Sight words. While there is disagreement on what should make up that list and at what level, we know that they are important to helping our emergent readers gain confidence, fluency, and comprehension. When students know the sight words, their cognitive energy is freed to tackle more challenging words. And since many do not follow the ‘rules’ of the English language, decoding isn’t often an option. Multi-sensory approaches are important in this retention, but in the age of COVID, digital rules. To that end, the team at Education to the Core has compiled some of our best digital resources and games for sight words (#multisensoryincluded) – and once you see them, you’ll want to permanently add them to your rotation!

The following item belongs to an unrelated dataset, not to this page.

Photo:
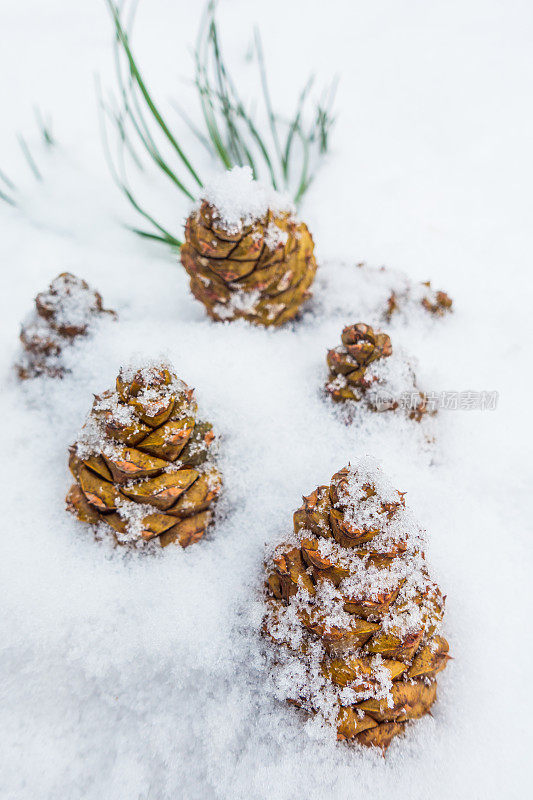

The digital version of our bingo dauber sight word mats includes 49 sight word bubble activities. (Word List: small, set, put, end, does, another, well, large, must, big, even, such, because, turn, here, why, asked, went, men, read, need, land, different, home, us, family, until, children, side, walked, car, miles, night, feet, white, sea, began, grow, took, river, four, carry, state, once, book, without, stop, second). Students have a target word and have to ‘pop’ each bubble with the target word using colored markers. As an added bonus, you can use the mats to practice other words on the mats!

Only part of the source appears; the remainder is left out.